Monitoring the Wind Turbine Condition Using Big Data TechniqueAuthor : N. V. Poorima, B. Srinivasan and S. Karthikeyan
Volume 8 No.1 Special Issue:February 2019 pp 98-102
The desire to cut back the price of energy from turbine generation has seen a rise within the analysis applied to the sphere of turbine condition observation. Wind turbine condition observation has the potential to cut back operation and maintenance prices through optimized maintenance programming and also the rejection of major breakdowns. To aid this analysis, increasing volumes of knowledge are being captured and keep. These massive volumes of knowledge could also be deemed ‘Big Data’, and need improved handling techniques so as to figure with the information with efficiency. It introduces a turbine condition observation system that has been put in in AN operational Vestas V47 turbine for the aim of developing algorithms to sight machine deterioration. The system’s ability to capture massive volumes of knowledge (approx.2TB per month) has LED to the need of victimization increased knowledge handling techniques. This paper can discuss these ‘Big Data’ techniques and recommend however they will ultimately be used for condition observation of multiple wind turbines or wind farms.

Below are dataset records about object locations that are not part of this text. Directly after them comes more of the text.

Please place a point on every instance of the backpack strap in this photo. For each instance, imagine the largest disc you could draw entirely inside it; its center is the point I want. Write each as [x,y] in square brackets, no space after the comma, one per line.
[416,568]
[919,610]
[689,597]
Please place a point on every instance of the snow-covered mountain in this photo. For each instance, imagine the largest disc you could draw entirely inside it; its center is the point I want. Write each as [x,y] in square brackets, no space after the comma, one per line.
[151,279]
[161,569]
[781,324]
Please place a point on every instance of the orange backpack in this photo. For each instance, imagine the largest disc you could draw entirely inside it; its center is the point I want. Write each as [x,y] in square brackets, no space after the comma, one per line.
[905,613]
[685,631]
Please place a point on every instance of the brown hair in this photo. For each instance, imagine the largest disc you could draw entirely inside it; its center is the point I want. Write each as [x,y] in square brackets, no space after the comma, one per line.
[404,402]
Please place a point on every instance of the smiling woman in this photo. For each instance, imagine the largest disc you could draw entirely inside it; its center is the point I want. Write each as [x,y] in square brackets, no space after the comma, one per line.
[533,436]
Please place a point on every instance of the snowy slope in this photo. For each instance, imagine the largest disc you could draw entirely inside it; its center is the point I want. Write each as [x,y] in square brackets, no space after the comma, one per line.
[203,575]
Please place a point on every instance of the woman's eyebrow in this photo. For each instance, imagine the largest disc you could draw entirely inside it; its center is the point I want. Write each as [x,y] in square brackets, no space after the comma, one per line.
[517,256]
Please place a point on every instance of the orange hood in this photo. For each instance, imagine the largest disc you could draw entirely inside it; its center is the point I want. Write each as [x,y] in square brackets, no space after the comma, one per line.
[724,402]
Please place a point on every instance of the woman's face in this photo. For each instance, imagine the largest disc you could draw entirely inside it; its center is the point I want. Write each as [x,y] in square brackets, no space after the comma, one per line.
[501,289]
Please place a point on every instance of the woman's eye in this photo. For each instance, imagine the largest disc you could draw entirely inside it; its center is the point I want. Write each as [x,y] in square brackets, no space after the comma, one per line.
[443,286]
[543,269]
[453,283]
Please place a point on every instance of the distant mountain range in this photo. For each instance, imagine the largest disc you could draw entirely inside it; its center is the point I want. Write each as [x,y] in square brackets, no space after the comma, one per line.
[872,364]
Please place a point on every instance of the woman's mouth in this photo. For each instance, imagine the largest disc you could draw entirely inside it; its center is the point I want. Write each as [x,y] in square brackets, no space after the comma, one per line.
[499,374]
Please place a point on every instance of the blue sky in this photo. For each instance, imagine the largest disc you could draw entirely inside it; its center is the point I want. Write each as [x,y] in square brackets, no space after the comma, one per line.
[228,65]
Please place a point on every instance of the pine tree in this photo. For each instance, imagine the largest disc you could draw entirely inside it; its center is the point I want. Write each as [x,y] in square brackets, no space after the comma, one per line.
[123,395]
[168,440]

Big Data Techniques, Wind Turbine Condition Monitoring
 J. Hurwitz, A.N. F. Halper, M. Kaufman, “Big Data For Dummies”, John Wiley & Sons, Inc, 2013.
 Intel and IBM, “Combat Credit Card Fraud with Big Data”, Intel Corporation, 2013.
 T.H. Davenport and J. Dyche, “Big Data in Big Companies”, SAS Institute Inc., 2013
 Beyer, M. Gartner Says “Solving ‘Big Data’ Challenge Involves More Than Just Managing Volumes of Data”. [cited 2013 7/10/2013] [Online] Available at: http://www.gartner.com/newsroom/i d/1731916., 2011
 M. Kezunovic, L. Xie, and S. Grijalva, “The Role of Big Data in Improving Power System Operation and Protection”, in IREP Symposium – Bulk Power System Dynamics and Control – IX (IREP), Rethymnon, Greece., 2013
 Software, I., “Managing big data for smart grids and smart meters”, May 2012.
 N. Leavitt, “Will NoSQL Database Live Up to Their Promise?” Computer, Vol.43, No. 2, pp. 12,14, Feb 2010
 J. Dean,. and S. Ghemawat, “Map Reduce: a flexible data processing tool”. Communications of the ACM,. Vol. 53, No.1, pp. 72-77, Jan 2010
 Z.J. Viharos, et al., “Big Data Initiative as an IT Solution for Improved Operation and Maintenance of Wind Turbines”, in EWEA2013, EWEA: Vienna. pp. 184-188.
 Zaher, et al., Database Management for High Resolution Condition Monitoring of Wind Turbines, UPEC: 2009 44th International Universities Power Engineering Conference, 2009.
 D. Ferguson, et al., Designing Wind Turbine Condition Monitoring Systems Suitable for Harsh Environments, in IET Renewable Power Generation, IET: Beijing, 2013.
 P., Tavner, et al., Condition Monitoring of Rotating Electrical Machines, Institution of Engineering and Technology, 2008.
 V. Chandola, A. Banerjee, and V. Kumar, Anomaly detection: A survey, ACM Computing Surveys, pp. 1, September 2009.